Under MADE’s transformation programme, the business has taken several steps to reduce warehouse and showroom space, as well as a restructuring of headcount, with the two initiatives expected to save around £13m in costs.
However, resizing the business is currently expected to incur £3.7m of non-recurring restructuring charges, with MADE aiming for the majority of the plan to be implemented by the end of 2022 and the financial benefit realised in 2023.
MADE has also recently announced the appointment of PricewaterhouseCoopers LLP (PwC) as its advisor over a formal sale process as part of its strategic review (read more here).
As for new parts of the group, MADE said that the integration of Trouva, an online platform that offers a curated range of homewares and lifestyle products, is ‘progressing well’, with products from Trouva boutiques now available for MADE customers via a product bridge with the MADE website.
Furthermore, Republic of Ireland was relaunched in the period as MADE’s ninth market, with an ‘encouraging early response from customers and with structurally attractive contribution margins from launch’.
Nicola Thompson, Chief Executive Officer, said: “The first half of the year was a challenging time for the global economy and particularly for the retail sector.
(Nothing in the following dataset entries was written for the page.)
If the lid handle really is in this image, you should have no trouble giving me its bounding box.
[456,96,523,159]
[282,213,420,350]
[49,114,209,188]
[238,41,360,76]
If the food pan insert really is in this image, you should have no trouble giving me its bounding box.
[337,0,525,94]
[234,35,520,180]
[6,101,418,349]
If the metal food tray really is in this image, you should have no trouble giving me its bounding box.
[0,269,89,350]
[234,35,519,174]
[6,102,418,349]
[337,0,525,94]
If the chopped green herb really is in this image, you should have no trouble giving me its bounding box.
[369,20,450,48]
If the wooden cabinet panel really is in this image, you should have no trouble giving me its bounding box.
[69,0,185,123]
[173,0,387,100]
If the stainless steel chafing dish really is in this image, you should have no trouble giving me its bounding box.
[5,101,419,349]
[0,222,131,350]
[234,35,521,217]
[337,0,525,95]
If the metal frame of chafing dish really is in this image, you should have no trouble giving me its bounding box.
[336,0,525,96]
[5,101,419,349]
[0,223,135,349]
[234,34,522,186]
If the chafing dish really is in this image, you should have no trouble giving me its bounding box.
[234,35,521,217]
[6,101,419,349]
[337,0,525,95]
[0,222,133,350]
The Group has faced a significant reduction in demand which has been difficult for the business and its stakeholders.
“Although we took immediate action to adjust inventory levels and control costs and have launched a transformation plan that will make the business more agile and resilient, we believe that the decision we have taken to launch the Strategic Review and Formal Sale Process, is the best route to protect shareholder value.
“MADE is not alone in being hit by supply chain problems and the cost of living squeeze, but we are confident that MADE has a strong brand, an excellent product range and a large and loyal customer base across the UK and Europe.”
Looking ahead, MADE added: “As a consequence of the volatile trading environment and ongoing pressures on consumer in the UK and Europe around cost of living pressures, combined with the unexpected events of the past two weeks in the UK compounding the deterioration of trade and the current financial position of the Group impacting its trading stance, the continued uncertainty means that Board has concluded that it is appropriate to withdraw its full-year guidance.”